Se poi si vuole più essere sicuri, possiamo anche rifugiarci sottoterra. Occorrebbe però che tutta la popolazione sotterrata vi rimanesse. Perché se invece vava  supermercato magari due volte al giorno tutto diviene vano. La Cina ha fermato i contagi a Wuahan perché erano i militari a stabilire quando si poteva andare a fare  la spesa e su quale percorso.

Sono i vantaggi che posseggono le dittature rispetto alle democrazie. Per cui possiamo anche chiedere l’isolamento alla cinese, il problema é riuscire poi a farlo. Se dopo soli due giorni dall’entrata in vigore dell’ultimo DPCM risultano dodicimila violazioni, c’è da credere che le cose non promettono al meglio.
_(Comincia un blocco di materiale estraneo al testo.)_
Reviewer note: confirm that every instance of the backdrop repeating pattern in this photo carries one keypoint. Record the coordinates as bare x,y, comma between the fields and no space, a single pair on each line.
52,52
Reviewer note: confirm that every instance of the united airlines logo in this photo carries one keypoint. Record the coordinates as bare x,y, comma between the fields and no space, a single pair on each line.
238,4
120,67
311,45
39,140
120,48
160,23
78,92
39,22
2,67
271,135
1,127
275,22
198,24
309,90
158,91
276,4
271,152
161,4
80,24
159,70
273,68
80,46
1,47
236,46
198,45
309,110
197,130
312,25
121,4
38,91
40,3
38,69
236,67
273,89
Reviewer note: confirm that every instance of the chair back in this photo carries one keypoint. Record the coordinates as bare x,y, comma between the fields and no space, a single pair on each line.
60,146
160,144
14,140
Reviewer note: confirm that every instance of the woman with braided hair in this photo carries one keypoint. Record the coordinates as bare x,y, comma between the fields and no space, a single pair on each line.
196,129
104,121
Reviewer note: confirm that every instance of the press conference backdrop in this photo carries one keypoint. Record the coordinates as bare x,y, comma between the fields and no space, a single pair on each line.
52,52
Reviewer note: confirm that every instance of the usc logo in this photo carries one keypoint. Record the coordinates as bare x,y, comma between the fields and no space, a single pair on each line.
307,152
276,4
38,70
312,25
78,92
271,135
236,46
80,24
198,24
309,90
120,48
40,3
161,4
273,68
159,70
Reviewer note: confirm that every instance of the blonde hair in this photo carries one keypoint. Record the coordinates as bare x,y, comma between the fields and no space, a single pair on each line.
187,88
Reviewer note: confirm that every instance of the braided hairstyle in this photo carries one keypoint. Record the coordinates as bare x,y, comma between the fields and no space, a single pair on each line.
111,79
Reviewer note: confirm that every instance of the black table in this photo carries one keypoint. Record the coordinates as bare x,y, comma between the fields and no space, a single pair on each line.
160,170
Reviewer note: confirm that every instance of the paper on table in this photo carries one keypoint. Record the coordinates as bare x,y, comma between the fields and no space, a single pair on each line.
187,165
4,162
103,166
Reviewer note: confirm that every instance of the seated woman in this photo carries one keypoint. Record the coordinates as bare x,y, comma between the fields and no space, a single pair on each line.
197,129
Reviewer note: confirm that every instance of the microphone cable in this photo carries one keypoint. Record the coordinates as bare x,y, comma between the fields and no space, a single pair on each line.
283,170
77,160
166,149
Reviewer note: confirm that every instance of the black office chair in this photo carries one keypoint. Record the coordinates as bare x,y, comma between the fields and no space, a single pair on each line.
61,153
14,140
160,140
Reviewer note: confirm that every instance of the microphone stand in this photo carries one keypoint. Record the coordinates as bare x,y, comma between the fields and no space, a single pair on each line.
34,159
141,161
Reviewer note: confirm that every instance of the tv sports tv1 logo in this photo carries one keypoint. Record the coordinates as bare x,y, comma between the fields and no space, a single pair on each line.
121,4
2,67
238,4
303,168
Noi multiamo i trasgressori. In Cina sparano.

Forse il professor Galli insieme al lock down dovrebbe anche riorganizzare il settimo Katanga, perché il nostro esercito é  quello della repubblica democratica. Il presidente del consiglio mostra quindi oltre al realismo della difficoltà di dover gestire regole e restrizioni per una popolazione che ha vissuto in uno stato libero,  anche un certo senso politico. A luglio aveva promesso un nuovo Rinascimento, non può precipitare a dicembre in un secondo medio evo.

Oltre al fatto che se il governo cambia regole e decreti ogni settimana c’è il rischio che la gente ritenga i  provcefimenti inefficaci e alle proteste si aggiunge il senso del rificolo. Invece di una chiusura il premier ha annunciato quindi una strategia di uscita. Se davvero questa esistesse  e si rivelasse efficace, volentieri gli si perdonerebbe errori, ritardi e violazioni costituzionali di ogni genere e grado. Non fosse che mentre si scrive si teme che Conte abbia già cambiato idea.